Haugen and Henry both determined from their assessments of respondents that respondents were
unwilling to accept responsibility for their past abuse of the older child, and that this refusal
would prevent them from resolving the abuse issues. This evidence supported the trial court’s
finding that respondents were likely to abuse their younger children. Although Dr. Lazar
disputed Drs. Haugen’s and Henry’s findings, the trial court determined that Dr. Henry and Dr.
Haugen were more credible, and this Court defers to the trial court’s ability to assess witness
credibility. Accordingly, we cannot conclude that the trial court’s findings were clearly
erroneous. In re Miller, supra at 337.
Respondents also contend that their prior abuse of the older child was not probative of
how they would treat their younger children because the older child’s serious behavioral
problems made her more susceptible to abuse. The trial court inferred from Dr. Henry’s
testimony regarding Shawn Michael’s “disregulation” that the events relating to Jasmine’s abuse
were beginning to repeat themselves with Shawn Michael, and that respondents were not doing
anything to change the outcome. The trial court’s rejection of respondents’ “target child”
argument was thus supported by the evidence.

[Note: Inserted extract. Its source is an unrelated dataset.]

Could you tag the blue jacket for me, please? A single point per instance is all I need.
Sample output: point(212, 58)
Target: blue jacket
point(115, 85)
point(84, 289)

The same evidence that supports termination under § 19b(3)(b)(i) also supports
termination under §§ 19b(3)(g) and (j). Section 19b(3)(g) requires evidence that the parent failed
to provide proper care and custody, and that there is no reasonable likelihood the parent will
become able to do so within a reasonable time. The trial court inferred that Shawn Michael’s
disregulation related to the abuse in respondents’ home. This constituted a past failure to provide
proper care and custody. The same evidence that supports the anticipatory abuse prong of §
19b(3)(b)(i) applies also to the anticipatory neglect prong of § 19b(3)(g), and to § 19b(3)(j)
(likelihood of future harm to the children if returned to the parents’ care).
Respondents contend that the trial court erred in finding sufficient evidence under §
19b(3)(k), because it relied on the findings from the previous termination order, without making
specific findings that the abuse of the older child involved battering, torture, or severe physical
abuse. But, the doctrine of collateral estoppel precludes relitigation of an issue in a subsequent,
different cause of action between the same parties when the prior proceeding culminated in a
valid final judgment, and the issue was actually and necessarily determined in the prior
proceeding. McMichael v McMichael, 217 Mich App 723, 727; 552 NW2d 688 (1996). We see
no reason why this rule would not apply here, where the trial court made a prior, valid final
judgment that respondents’ abuse of their older child rose to the level of battering, torture, or
severe physical abuse.
Respondent Shawn Lowe argues that termination of his parental rights was improper
because there had been no noteworthy change of circumstances since the trial court’s previous
decision to return Shawn Michael and Seth to respondents care. We understand respondents’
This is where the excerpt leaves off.